Plusieurs dispositifs de paillage (mulch) ont été expérimentés, en direction de la limitation de l’évapo-transpiration et de l’amendement des sols.

* les écorces de pin, une couverture classique utilisée en espaces verts, et qui est un matériau importé,

* la paille, qui n’est pas non plus une ressource locale mais qui est particulièrement économique,

* les feuilles de chêne, une ressource locale, et diverses autres feuilles d’arbre en automne,

* les feuilles et noyaux d’olivier, une ressource abondante sur le site,

* la canne de Provence (Aurundo donax), une autre ressource tout aussi abondante sur le site,

* les déchets des nombreux plants de lierre qui poussent sur le site et menacent la survie des arbres,

* un dernier paillage de type forestier, a été installé à partir de divers déchets provenant des palmiers (feuilles, spathes, et inflorescences découpées manuellement ou traités par vermi-compostage, et fibres de stipes décomposés naturellement).

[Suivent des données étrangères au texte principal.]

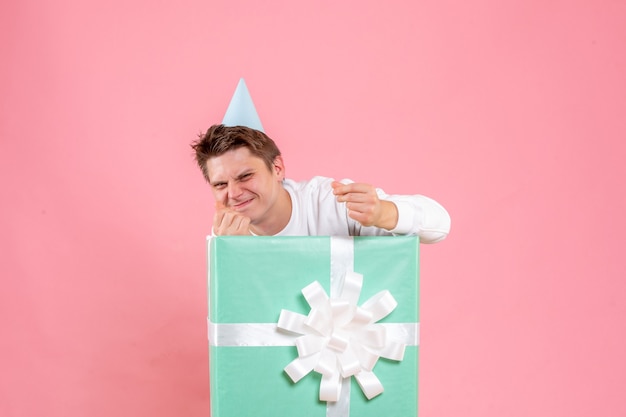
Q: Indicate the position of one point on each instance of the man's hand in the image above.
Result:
(364, 206)
(228, 222)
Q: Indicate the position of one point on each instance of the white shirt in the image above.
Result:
(316, 212)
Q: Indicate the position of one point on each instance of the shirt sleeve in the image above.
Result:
(420, 215)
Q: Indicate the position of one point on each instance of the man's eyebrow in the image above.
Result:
(244, 173)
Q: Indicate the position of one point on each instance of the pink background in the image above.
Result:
(511, 114)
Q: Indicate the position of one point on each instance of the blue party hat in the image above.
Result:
(241, 110)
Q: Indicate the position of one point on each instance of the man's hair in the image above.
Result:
(220, 139)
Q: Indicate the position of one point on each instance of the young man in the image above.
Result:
(247, 176)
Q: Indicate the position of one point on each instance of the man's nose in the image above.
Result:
(234, 190)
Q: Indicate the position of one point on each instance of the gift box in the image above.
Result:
(267, 298)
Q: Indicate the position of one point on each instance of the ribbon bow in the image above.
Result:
(340, 339)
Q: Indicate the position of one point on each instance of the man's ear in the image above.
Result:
(279, 167)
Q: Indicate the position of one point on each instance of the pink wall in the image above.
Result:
(511, 114)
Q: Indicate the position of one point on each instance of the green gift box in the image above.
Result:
(253, 279)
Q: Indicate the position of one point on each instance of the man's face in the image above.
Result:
(242, 182)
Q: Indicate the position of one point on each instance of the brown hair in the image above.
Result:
(220, 139)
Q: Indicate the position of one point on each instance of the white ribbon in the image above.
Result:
(338, 338)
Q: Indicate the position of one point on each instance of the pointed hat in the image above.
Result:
(241, 110)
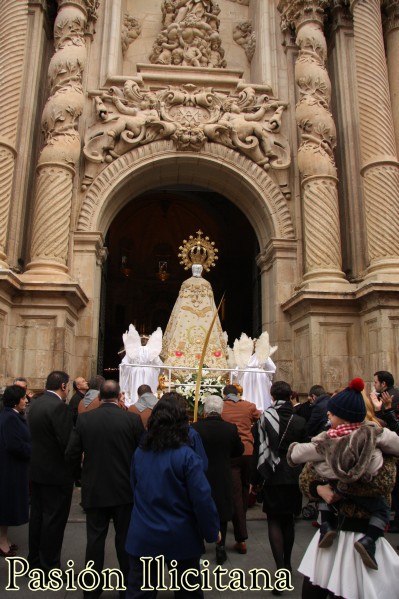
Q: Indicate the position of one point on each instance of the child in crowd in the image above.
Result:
(350, 451)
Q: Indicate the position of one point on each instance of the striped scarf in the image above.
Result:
(344, 429)
(269, 432)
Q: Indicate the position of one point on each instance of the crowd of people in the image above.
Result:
(168, 485)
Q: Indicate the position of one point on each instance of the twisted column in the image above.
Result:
(377, 139)
(391, 30)
(51, 220)
(13, 35)
(315, 154)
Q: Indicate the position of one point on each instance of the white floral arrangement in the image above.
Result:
(209, 386)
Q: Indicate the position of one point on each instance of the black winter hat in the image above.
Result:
(349, 403)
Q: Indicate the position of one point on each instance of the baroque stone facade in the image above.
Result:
(237, 97)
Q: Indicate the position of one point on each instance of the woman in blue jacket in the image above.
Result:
(15, 449)
(173, 508)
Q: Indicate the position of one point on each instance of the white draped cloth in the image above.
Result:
(141, 364)
(341, 570)
(256, 384)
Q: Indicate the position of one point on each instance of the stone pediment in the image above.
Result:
(230, 112)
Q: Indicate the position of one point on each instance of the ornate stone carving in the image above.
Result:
(315, 154)
(245, 37)
(141, 160)
(380, 167)
(189, 116)
(131, 30)
(390, 15)
(13, 35)
(51, 221)
(190, 35)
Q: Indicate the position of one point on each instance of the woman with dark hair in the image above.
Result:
(277, 428)
(173, 508)
(15, 450)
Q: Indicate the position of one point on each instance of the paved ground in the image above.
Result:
(258, 556)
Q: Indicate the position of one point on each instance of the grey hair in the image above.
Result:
(213, 403)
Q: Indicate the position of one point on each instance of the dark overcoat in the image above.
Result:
(15, 451)
(108, 437)
(221, 442)
(50, 423)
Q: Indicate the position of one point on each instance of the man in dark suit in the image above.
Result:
(318, 419)
(50, 423)
(221, 442)
(107, 437)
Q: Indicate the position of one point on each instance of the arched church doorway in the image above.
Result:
(143, 275)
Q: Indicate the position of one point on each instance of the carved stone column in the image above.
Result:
(378, 148)
(391, 27)
(13, 29)
(51, 221)
(315, 154)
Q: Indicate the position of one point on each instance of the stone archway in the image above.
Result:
(219, 169)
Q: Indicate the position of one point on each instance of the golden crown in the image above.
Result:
(198, 250)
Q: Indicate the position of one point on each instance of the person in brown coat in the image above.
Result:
(243, 414)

Le paillage de type forestier s’est révélé le plus adapté, du fait qu’il permet le recyclage des déchets de taille de la palmeraie. Afin d’améliorer son efficacité, il a été combiné dans un premier temps aux autres matériaux, sous la forme de strates alternées au fil des saisons.

Le compostage des déchets du palmier dattier (DPC) est une technique pratiquée au niveau de l’économie du système oasien. Outre une gestion écologique des déchets de taille, il permet l’amendement régulier des sols. Cette technique nécessite toutefois des investissements coûteux, en matière de broyage des palmes et de main d’œuvre (en ce qui concerne la manutention des andains). Nous avons donc expérimenté plusieurs dispositifs alternatifs.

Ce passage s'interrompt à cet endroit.